The University of Oregon junior now has run the fastest season times in six events including the mile, two-mile, three-mile, six-mile and 5,000 meters. He holds the collegiate record in the six-mile at 27:22.4 and the American mark in the 5,000 meters, 13:29.8.

 Athletics open home play with 8-6 win

Coos Bay-North Bend unloaded a 12-hit attack — its highest game total of the season — in downing the Tri-Cities Padres 8-6 in a Northwest League home opener at North Bend Municipal Ball Park Monday night.

Right hander Bob Stofik scattered four hits over seven innings and gave up four runs — one unearned run — in posting his first victory of the season. Steve Smith and Dave Love pitched the eighth and ninth innings, with Love being credited with a save.

The Athletics struck early as they scored three times in the first inning on three singles, two hit batsmen, and an error. Al Curtiss led off the inning by being hit with a pitch and Curtis Watts followed with a single — the first of his game-high three hits. After Jim Capehart flied to left field, Chester Lemon was struck by a pitched ball and Charlie Gipson lined a single to center to score Curtis and Watts. Ron Williamson singled in Gipson with the third run of the inning.

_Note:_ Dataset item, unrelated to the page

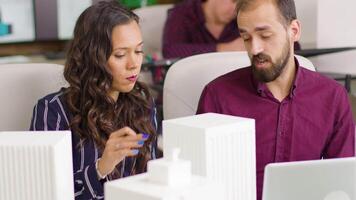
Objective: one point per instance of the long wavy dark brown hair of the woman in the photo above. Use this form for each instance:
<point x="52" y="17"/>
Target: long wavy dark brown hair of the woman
<point x="94" y="114"/>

Lemon later poled a tremendous homerun over the left-field fence in the seventh.

Miles to lead Marshfield hoops

Pirates hire Myrtle Point grad and Dayton coach who won two Class 2A championships

Marshfield High School has turned to a South Coast graduate with two state titles under his belt for its new boys basketball coach.

Doug Miles, a 1988 graduate of Myrtle Point High School, hopes to bring the same success he had at Dayton to Marshfield.

“I’m excited,” Miles said Tuesday. “It’s a great challenge and a big step. I’m not taking it lightly.”

Miles was named the Class 2A coach of the year for boys sports by the Oregon Coaches Association last month after leading Dayton’s Pirates to their second straight Class 2A state title. He has been at Dayton four years and earlier served as an assistant under two of the state’s better-known and most-successful Class 3A coaches. He spent four years at Madras as junior varsity coach under Evan Brown and two years at Philomath as JV coach under Dave Garvin.

“He’s had two mentors who were outstanding coaches,” said Greg Mulkey, Marshfield’s new athletic director.

It wasn’t just Miles’ coaching experience, but also his personality that made him a top candidate in the eyes of Mulkey.

“He has a strong character and integrity he’s going to hopefully bring to Marshfield,” Mulkey said.

Miles also had a desire to return to the South Coast where he grew up. Both he and his wife Nicki are graduates of Myrtle Point and they have two young boys — Jake, 5, and Jordan, 2.

These stories were found in the Marshfield Sun Printing Museum newspaper repository stored in Marshfield High School.